Noot 1 (zie blz. 5351)
Interpellatievragen van de heer Van der Vlies
(SGP) d.d. 3 juli 2002.
1
Kunt u het uitgangspunt van uw eigen ministerie – zoals dit blijkt
uit het verweer van uw departement in het verslag van de VWS-commissie bezwaarschriften
Awb over deze kwestie (advies d.d. 25 april 2002) – bevestigen, te weten
dat overtijdbehandeling valt onder de werking van artikel 296 van het Wetboek
van Strafrecht?
2
Bent u het eens met de stelling dat het onderscheid tussen abortus provocatus
en de overtijdbehandeling zeer diffuus is en dat, zoals mede is aangegeven
door de Inspectie voor de gezondheidszorg (advies d.d. 15 januari 2002), de
overtijdbehandeling een (vroege) abortus is?
3
Waarom wijkt u bij de stichting Women on Waves af van de gebruikelijke
gang van zaken dat overtijdbehandelingen in Nederland op medische gronden
plaatsvinden in klinieken met een vergunning in het kader van de WAZ? Welke
voorzieningen zijn door de stichting getroffen die deze afwijking rechtvaardigen?
4
Hoe verhoudt het gebruik van de abortuspil mifepriston op de abortusboot
zich tot de eraan verbonden gevaren (zie o.a. het Pharmaceutisch Weekblad
van 14 april 2000, jaargang 135 nr. 15) en de ook voor het gebruik van de
abortuspil vereiste wachttijd van vijf dagen?
5
Op welke manier kan naar uw mening de Inspectie voor de volksgezondheid
op adequate wijze inspecties uitvoeren op het schip van Women on Waves, waar
het bijvoorbeeld gaat om de «intake» (noodsituatie?), om de 16-dageneis
en om de medische en psychosociale nazorg?
6
Op 12 juni vorig jaar stelde u tijdens het Kamerdebat over het zonder
vergunning vertrekken van de abortusboot naar Ierland dat u promotieactiviteiten
met betrekking tot zwangerschapsafbreking «van weinig of geen goede
smaak» vond getuigen. Afgelopen maandag zei u in de media dat het volledig
in het beleid van de regering past vrouwen waar ook ter wereld tegenover hun
regering te steunen in hun eis op zelfbeschikkingsrecht over het wel of niet
uitdragen van een zwangerschap. Ervan uitgaande dat abortus geen te promoten
«exportproduct» is, is de vraag hoe beide uitspraken zijn te verenigen.
Kunt u dit verklaren?
7
Volgens een bericht in Trouw van 2 juli 2002 wordt de pil alleen verstrekt
buiten de territoriale wateren, terwijl de nacontrole wel in de territoriale
wateren plaats kan vinden.

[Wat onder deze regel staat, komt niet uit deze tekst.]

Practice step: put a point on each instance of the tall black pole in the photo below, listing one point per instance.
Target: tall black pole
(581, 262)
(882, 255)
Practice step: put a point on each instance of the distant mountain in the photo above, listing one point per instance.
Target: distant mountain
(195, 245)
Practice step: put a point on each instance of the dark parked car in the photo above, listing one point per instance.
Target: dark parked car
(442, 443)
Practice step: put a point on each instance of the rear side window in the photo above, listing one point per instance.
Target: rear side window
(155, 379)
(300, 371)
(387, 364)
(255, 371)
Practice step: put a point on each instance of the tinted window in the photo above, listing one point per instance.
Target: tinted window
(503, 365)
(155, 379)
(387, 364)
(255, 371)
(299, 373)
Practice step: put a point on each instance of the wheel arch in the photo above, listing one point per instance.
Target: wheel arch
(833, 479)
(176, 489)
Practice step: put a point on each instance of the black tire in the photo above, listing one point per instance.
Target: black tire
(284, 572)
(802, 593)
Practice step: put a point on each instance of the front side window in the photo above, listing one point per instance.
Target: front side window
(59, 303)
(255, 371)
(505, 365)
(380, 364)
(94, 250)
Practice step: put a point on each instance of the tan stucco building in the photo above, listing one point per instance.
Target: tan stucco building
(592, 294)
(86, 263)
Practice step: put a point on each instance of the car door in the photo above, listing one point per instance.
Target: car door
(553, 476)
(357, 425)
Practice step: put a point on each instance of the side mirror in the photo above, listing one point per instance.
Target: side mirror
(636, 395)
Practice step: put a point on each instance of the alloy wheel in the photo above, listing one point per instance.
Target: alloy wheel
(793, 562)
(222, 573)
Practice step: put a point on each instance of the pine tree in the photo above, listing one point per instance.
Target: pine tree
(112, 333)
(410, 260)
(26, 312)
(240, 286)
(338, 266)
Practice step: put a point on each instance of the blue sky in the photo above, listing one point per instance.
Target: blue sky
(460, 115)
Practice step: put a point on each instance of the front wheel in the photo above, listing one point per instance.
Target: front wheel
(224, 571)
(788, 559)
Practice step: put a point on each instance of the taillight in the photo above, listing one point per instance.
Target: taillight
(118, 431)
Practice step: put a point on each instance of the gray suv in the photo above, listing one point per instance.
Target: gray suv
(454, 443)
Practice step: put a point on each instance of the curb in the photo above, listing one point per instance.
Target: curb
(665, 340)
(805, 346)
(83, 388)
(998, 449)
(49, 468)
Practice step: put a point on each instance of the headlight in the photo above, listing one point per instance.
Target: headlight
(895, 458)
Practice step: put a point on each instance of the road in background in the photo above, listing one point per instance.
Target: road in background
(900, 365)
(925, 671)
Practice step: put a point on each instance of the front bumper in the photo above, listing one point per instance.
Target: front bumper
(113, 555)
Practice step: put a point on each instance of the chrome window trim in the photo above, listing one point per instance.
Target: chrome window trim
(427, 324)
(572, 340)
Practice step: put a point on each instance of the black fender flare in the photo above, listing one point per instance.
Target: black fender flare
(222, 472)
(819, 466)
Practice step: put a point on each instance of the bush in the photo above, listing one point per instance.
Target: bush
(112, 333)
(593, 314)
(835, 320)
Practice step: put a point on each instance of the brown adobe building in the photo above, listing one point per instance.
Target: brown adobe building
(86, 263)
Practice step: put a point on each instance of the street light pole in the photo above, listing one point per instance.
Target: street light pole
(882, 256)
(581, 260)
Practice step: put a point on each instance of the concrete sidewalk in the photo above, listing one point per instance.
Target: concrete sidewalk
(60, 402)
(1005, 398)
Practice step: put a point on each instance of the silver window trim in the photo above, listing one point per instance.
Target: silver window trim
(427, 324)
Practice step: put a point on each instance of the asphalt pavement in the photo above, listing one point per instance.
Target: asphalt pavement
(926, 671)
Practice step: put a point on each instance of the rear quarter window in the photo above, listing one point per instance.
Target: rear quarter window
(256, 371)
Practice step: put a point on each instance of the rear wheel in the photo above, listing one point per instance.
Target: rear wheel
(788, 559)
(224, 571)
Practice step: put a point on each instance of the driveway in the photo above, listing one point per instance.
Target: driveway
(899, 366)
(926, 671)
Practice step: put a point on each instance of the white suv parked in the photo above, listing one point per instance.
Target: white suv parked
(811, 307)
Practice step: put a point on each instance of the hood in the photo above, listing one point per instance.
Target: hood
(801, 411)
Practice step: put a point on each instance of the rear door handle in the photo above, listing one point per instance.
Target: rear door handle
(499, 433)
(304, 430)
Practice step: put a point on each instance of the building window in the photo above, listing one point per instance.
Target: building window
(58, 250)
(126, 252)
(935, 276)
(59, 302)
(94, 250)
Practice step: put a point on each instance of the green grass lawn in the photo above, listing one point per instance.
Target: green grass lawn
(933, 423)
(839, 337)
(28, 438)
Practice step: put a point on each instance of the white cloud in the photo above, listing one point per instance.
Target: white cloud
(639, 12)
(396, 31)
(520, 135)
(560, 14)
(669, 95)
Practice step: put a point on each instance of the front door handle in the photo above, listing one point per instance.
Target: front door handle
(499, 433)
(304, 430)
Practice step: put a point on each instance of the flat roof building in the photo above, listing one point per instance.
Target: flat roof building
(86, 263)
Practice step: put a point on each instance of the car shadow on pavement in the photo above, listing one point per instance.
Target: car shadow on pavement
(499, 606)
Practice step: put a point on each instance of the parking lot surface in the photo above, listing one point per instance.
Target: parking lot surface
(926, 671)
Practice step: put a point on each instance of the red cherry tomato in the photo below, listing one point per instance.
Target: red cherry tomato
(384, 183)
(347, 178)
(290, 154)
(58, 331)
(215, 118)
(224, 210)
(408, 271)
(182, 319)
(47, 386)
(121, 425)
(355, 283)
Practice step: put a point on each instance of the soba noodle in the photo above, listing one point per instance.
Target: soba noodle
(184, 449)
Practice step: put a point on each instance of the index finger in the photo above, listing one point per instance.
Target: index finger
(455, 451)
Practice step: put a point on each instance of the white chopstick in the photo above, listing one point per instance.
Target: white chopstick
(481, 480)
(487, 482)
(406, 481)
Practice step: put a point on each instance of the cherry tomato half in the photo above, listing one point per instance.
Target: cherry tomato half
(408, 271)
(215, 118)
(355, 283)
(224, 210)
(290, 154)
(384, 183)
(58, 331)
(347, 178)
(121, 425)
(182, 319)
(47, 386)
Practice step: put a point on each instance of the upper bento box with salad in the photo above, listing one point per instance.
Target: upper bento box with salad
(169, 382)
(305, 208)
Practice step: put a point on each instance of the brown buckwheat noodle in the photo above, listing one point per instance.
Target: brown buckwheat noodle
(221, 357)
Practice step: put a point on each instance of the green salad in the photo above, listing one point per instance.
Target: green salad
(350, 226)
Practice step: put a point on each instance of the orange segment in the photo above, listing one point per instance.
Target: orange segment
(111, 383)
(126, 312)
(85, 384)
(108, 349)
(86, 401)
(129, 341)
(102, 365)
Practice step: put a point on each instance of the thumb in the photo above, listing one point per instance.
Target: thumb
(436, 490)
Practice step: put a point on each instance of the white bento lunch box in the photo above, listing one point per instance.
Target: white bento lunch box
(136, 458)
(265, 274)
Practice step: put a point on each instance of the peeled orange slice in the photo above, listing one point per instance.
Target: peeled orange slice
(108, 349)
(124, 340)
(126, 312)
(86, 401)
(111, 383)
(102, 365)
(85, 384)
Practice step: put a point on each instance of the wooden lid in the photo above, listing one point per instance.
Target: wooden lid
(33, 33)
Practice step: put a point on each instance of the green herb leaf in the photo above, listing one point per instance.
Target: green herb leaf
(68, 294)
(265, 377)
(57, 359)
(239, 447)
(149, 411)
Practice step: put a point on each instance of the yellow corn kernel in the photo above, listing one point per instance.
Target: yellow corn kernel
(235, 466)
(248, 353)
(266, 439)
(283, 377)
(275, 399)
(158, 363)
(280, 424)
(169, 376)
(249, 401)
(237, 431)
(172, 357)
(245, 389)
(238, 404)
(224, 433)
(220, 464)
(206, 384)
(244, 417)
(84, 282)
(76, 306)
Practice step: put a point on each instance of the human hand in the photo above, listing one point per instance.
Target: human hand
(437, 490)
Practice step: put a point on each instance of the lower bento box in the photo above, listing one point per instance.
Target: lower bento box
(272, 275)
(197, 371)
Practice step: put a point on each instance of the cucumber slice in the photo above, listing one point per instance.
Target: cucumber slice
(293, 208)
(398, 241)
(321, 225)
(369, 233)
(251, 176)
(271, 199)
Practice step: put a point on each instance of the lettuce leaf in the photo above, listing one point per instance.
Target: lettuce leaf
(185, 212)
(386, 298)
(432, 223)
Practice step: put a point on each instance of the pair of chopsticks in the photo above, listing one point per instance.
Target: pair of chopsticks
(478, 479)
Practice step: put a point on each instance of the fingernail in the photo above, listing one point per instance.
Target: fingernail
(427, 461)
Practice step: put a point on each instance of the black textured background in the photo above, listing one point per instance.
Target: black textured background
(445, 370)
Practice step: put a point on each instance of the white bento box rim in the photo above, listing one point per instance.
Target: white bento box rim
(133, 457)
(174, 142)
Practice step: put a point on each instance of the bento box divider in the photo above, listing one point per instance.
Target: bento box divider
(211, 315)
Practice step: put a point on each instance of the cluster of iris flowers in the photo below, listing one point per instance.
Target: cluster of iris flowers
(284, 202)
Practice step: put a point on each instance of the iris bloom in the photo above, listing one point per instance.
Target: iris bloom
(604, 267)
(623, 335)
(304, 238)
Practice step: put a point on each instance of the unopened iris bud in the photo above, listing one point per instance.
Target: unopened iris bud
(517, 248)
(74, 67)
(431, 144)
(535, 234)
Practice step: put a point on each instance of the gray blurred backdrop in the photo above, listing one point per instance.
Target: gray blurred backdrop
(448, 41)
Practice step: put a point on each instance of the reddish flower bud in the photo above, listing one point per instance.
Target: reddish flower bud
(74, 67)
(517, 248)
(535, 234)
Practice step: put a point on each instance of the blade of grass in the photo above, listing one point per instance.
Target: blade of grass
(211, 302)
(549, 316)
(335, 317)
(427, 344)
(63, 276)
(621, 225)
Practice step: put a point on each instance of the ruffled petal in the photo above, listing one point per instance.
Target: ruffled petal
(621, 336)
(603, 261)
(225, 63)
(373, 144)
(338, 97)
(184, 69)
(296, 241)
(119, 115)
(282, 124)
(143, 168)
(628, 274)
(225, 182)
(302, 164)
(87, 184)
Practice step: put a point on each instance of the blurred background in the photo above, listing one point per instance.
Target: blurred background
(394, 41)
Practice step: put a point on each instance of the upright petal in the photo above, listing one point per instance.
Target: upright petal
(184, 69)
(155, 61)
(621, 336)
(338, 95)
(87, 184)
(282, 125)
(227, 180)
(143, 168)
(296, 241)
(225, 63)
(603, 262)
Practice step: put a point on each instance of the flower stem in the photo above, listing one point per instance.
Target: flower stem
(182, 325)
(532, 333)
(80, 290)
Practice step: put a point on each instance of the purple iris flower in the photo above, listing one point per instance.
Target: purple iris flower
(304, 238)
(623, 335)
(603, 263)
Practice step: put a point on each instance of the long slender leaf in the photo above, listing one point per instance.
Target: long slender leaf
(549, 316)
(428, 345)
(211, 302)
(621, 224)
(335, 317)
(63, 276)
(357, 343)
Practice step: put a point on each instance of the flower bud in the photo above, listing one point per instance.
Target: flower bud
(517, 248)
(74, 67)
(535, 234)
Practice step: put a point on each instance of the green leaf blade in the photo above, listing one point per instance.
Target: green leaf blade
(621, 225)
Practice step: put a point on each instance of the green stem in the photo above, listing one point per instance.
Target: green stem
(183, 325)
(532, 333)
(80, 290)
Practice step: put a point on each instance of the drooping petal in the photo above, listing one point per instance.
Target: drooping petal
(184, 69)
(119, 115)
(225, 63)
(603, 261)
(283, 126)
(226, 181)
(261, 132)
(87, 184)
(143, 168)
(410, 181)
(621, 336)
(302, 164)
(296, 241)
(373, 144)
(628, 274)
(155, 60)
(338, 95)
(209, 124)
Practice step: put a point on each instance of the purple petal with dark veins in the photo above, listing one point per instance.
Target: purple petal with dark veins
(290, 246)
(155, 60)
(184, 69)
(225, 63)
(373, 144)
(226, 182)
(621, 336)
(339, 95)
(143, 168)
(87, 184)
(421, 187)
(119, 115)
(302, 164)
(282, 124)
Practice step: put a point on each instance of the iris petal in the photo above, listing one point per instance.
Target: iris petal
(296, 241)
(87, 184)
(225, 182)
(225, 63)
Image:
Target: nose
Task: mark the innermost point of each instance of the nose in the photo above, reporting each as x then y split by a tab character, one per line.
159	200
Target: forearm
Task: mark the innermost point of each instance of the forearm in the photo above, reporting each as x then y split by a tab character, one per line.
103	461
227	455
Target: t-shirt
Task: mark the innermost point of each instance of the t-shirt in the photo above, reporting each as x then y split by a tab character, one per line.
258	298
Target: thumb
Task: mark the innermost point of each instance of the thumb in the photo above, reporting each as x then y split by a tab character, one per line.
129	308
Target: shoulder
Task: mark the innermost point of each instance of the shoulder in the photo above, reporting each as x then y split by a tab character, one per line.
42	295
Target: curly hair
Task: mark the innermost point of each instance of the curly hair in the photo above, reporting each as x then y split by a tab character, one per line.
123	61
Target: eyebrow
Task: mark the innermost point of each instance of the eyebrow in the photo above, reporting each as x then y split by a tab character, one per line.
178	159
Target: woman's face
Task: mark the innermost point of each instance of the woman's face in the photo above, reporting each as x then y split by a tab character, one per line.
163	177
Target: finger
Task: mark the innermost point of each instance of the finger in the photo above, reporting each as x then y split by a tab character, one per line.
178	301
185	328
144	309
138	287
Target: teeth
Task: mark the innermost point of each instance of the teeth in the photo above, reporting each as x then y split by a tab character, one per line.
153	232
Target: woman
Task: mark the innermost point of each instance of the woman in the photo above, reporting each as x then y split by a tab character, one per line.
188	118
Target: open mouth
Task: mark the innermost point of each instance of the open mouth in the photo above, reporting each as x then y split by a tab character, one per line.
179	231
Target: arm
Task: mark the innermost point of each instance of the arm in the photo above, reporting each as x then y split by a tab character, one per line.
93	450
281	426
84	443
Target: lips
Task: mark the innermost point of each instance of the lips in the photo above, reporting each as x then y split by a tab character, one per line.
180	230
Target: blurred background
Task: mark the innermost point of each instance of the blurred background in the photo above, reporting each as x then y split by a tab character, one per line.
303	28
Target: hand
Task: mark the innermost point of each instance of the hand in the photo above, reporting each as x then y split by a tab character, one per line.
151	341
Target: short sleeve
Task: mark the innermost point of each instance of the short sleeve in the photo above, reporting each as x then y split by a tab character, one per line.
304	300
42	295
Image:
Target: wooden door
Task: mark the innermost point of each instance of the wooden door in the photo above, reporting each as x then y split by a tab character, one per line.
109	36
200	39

Hoe verhoudt zich dit tot de soevereiniteit en
het beleid terzake van andere landen?
8
Realiseert u zich dat uw besluit negatieve consequenties kan hebben voor
de betrekkingen van Nederland met staten die op grond van hun eigen (democratisch
tot stand gekomen) wetgeving een andere abortuspraktijk hebben dan de Nederlandse,
inclusief een andere invulling van het begrip abortus provocatus? Is er op
internationaal niveau overleg over deze kwestie geweest?
9
Hoe reageert u op het verwijt dat de door u gesteunde activiteiten van
de abortusboot in bepaalde landen worden ervaren als het opgedrongen krijgen
van door hen afgewezen normen (The Guardian 2 juli 2002)? Hoe zou het in ons
land worden opgevat indien een buitenlandse stichting die zich inzet voor
bijvoorbeeld vrouwenbesnijdenis, van de betrokken regering toestemming zou
krijgen om aan Nederlandse vrouwen op een schip voor de Nederlandse kust een
dergelijke behandeling aan te bieden?
10
Na de val van het kabinet heeft Hare Majesteit aan de bewindslieden verzocht
tot het aantreden van een nieuw kabinet alles te doen wat in het belang is
van het Koninkrijk. Hoe valt de beslissing om toe te staan dat de abortusboot
elders in de wereld een overtijdbehandeling aanbiedt, te scharen onder de
«belangen van het Koninkrijk»?
11
Is het staatsrechtelijk niet zuiverder dergelijke controversiële
beslissingen, die ook verder reiken dan de huidige regeerperiode, over te
laten aan het missionaire kabinet dat naar verwachting spoedig zal aantreden?